In Canada, Ontario Tire Stewardship faced protests in April from the OTR tire community when it imposed stiff increases on the recycling fees for OTR tires. From a previous upper limit of C$250.20 per tire, the fee rose to C$362.80 for tires weighing between 375 and 700 kilograms, going to a high of C$1,311.24 for tires above 1,200 kilograms.
Then, in June, a proposal from the Ontario Ministry of the Environment threatened to shut down Ontario Tire Stewardship altogether in favor of Individual Producer Responsibility requirements for the collection and recycling of tires and other end-of-life products.
The tire recycling industry was not without crime or mayhem in 2013. In Colorado in September, a tire recycler pleaded guilty to two counts of fraud for filing false or inflated tire tonnage reimbursement claims with the state.

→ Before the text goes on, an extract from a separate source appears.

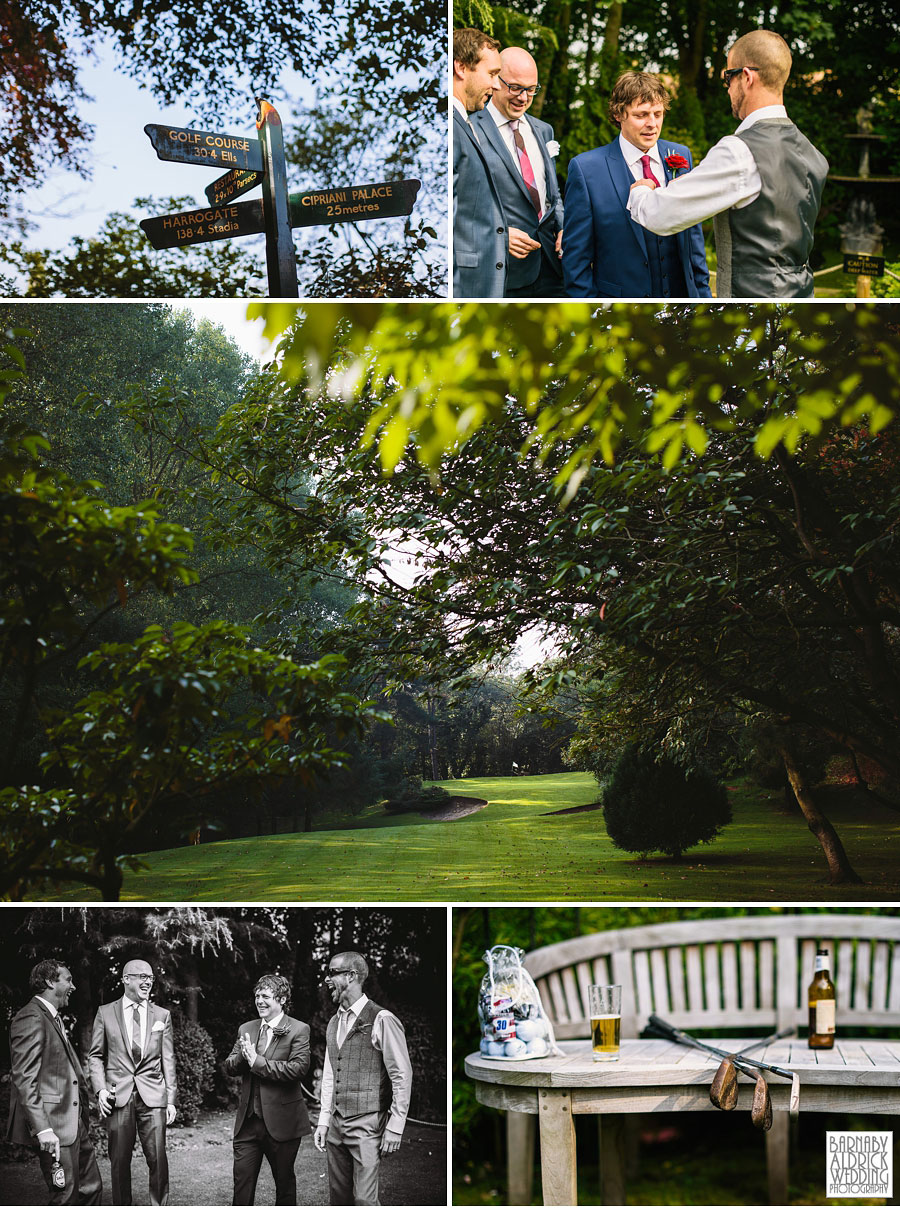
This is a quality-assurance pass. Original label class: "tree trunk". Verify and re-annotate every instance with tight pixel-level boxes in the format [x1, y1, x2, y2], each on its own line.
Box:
[779, 744, 862, 883]
[182, 954, 200, 1022]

In March, the Occupational Safety and Health Administration investigated a Kansas City tire recycling and used tire business after an employee lost both legs in a tire shredding machine.
On the other hand, environmental agencies in Maryland, Nebraska, Ohio, Tennessee and other states made millions of dollars in grants to counties and communities to fund tire recycling projects, ranging from recycling OTR tires to building playgrounds and athletic fields with crumb rubber surfaces.
Tire recyclers, manufacturers, retailers and distributors, as well as state and provincial agencies, funded many civic and charitable programs around tire recycling, including:
- The “Tread Town” playgrounds opened by the Tire Pros franchise unit of American Tire Distributors Holdings Inc. in several towns across the U.S.;
- Del-Nat Corp.'s “Tires for Trees” program in Memphis, in which it plants sugar maples and contributes $1 to the Memphis City Beautiful Commission for every scrap tire it collects in the city; and
- Vermont's “Wheels for Warmth” program, which collects used tires and sells them to buy home heating fuel for Vermonters on fixed incomes.